As every review about Le Cafe Anglais will tell you, the resto is located next to the Whiteley’s shopping mall. Let’s just say it’s not a pretty sight. But once you’re in the Cafe’s airy, high-ceilinged dining room, it’s like you’ve walked into an old Cunard line dining salon. (And here’s the disclaimer that my knowledge of early-20th-century Cunard dining rooms comes straight out of perhaps-not-so-accurate films like Titanic).
Despite the upscale decor, Le Cafe Anglais feels very friendly and welcoming. It’s the perfect place for everyone from a party of one to a party of twenty, and the menu items are priced to be similarly flexible: you could nibble on a series of £3 hors d’oeuvres or you could feast on rack of lamb for £18.

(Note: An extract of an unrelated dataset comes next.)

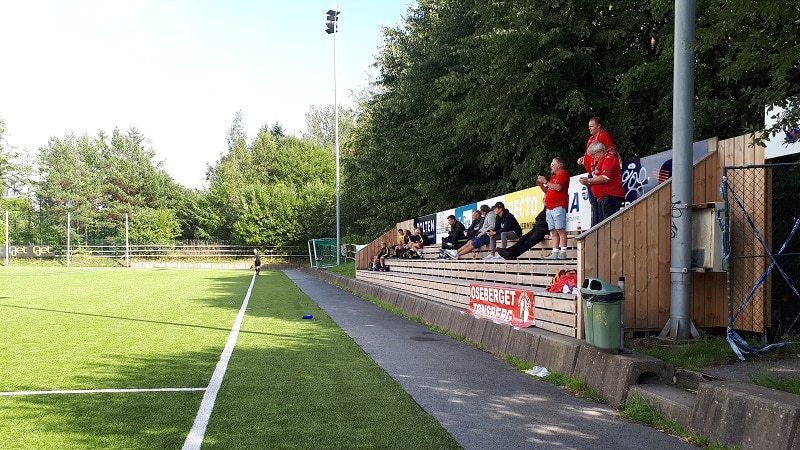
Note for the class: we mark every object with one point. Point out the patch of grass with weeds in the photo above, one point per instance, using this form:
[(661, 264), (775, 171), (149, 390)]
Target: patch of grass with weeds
[(575, 385), (518, 363), (347, 269), (636, 409), (785, 384), (693, 356)]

Now I have to mention that I actually took a lot of photos of our meal, but alas, I’m pretty sure I left my camera at the resto (that’s where I last saw it, anyway, even though it hasn’t turned up in the lost and found), so no photos of the food in this post.
That said, the oyster fritters (from the £3 hors d’oeuvres menu) were a highlight: a grease-free, crispy batter crust and a juicy, briney taste-of-the-sea oyster center. Parmesan custard (also £3) tasted like an intense quiche filling, all creamy and tangy-salty. Washed down with reasonably-priced glasses of a chilled Bourgonge blanc, the oysters and custard got us excited for the rest of our meal.
Our group of four also enjoyed the skate spaghetti appetizer (which is exactly as the name implies – spaghetti tossed with slivers of meaty, fishy skate) and the lardo (mmmm, prosciutto). We were, however, all thumbs-down on the melon salad, whose flavors just didn’t mix at all.
The main courses were what you’d see on most gastropub menus – lots of grilled meat and poultry – which is no surprise given the giant rotisseries that have pride of place in the center of the dining room. All our mains (duck, pork belly, lamb, sausage) were simply prepared and delicious, just the way you’d expect at your neighborhood cafe in Paris, I suppose.
Overall, I liked Le Cafe Anglais a lot and would pop by more often if only Bayswater weren’t such a pain to reach from Angel. The prices are good (the majority of mains fall in the range of £12-£15), and the atmosphere is buzzy without being deafening. Service was fine by me, mostly because carafes of tap water were no problem. I have issues with cover charge, generally, but at £1.50 per person, I can forgive Le Cafe Anglais theirs.
With a few aperitifs, a bottle of wine, 3 hors d’oeuvres, 2 appetizers and 4 mains, our tab came to £43 per person.
Le Cafe Anglais, 8 Porchester Gardens, W2 4DB; (0)20 7221 1415; closest tube stations: Bayswater and Queensway.